The maximum amount which the Vendors are required to pay in respect of all claims whenever
made shall not (when aggregated with the amount of all other claims) exceed 50% of the
Completion Amount. The Purchaser shall not make any claim for a breach of Warranties unless
full details of the claim have been notified to the Vendors in accordance with the terms of the SPA
within six (6) years from the day the transfer of Sale Shares has been completed from the Vendor
to the Purchaser excluding the Subari Rudi’s Sale Shares, which date shall be either 60 days from
the pre-acquisition announcement in accordance with the Conditions Precedent or 7 days from the
Unconditional Date, whichever is later.

G. Termination

Right to terminate

(a) If the foregoing provisions of Clause 6.2 of the SPA are not fully complied with by the
Vendors by or on the Unconditional Date, the Purchaser shall be entitled (in addition to
and without prejudice to all other rights or remedies available to the terminating Party
including the right to claim damages) by written notice to the Vendors served on such date:
(i) to elect to terminate the SPA (other than the surviving provisions in the SPA) without
liability on the part of the terminating Party; or
(ii) to effect completion of parties obligations under the SPA so far as practicable having
regard to the defaults which have occurred; or
(iii) to fix a new date for the fulfilment or waiver of the obligations set out in the Conditions
Precedent by the Parties in which case the foregoing provisions of this clause shall
apply as so deferred but provided such deferral may only occur once.
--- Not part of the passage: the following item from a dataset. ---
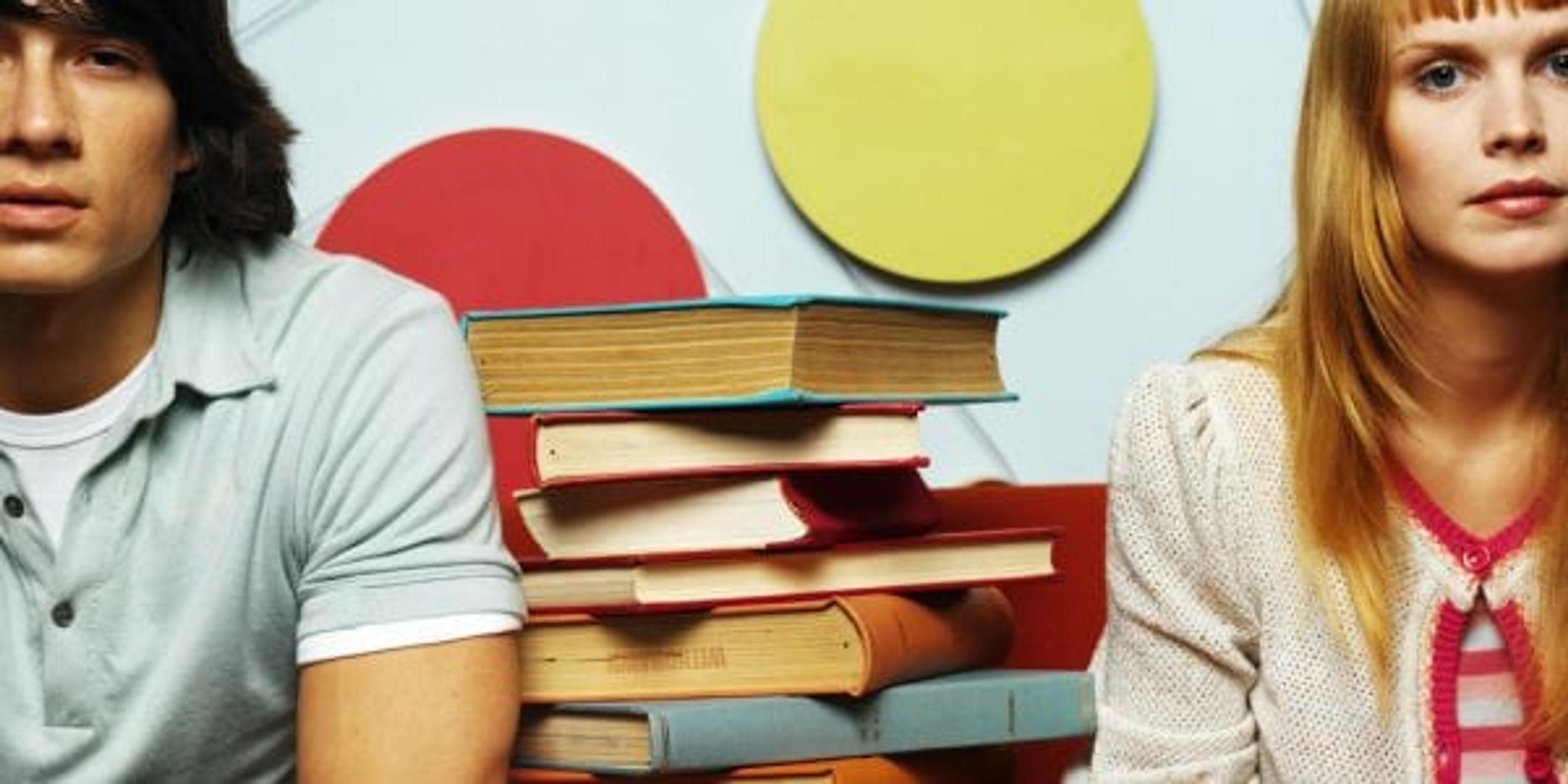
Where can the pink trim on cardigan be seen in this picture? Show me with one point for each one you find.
(1539, 763)
(1474, 554)
(1445, 686)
(b) If the SPA is terminated in accordance with the above, SCB shall within 5 Business Days,
reimburse to the Purchaser:
(i) the Sale Shares Price free of interest;
(ii) any part payment of the Shareholders Advance made by the Purchaser to the
Vendors Representative (if any); and
(iii) any sum of monies made by the Purchaser in relation to PT IME

failing which, such sum shall be deemed as a debt owing by SCB to the Purchaser and
the Purchaser shall be entitled to charge interest on such sum in accordance with the SPA
until such sum is paid in full by SCB to the Purchaser. Without limiting the generality of the
foregoing, the Purchaser shall be entitled to commence recovery proceedings against the
Vendors. Thereafter, neither the Purchaser nor the Vendors shall have any claim under
the SPA of any nature whatsoever against the other Party except in respect of any rights
and liabilities:
(i) which have accrued before termination;
(ii) under the surviving provisions of the SPA; or
(iii) arising in respect of any fraud or willful misconduct of the Vendors or the Purchaser.

(c) Simultaneously with the refund of monies to the Purchaser, the Parties shall comply with
the consequence of termination pursuant to the SPA.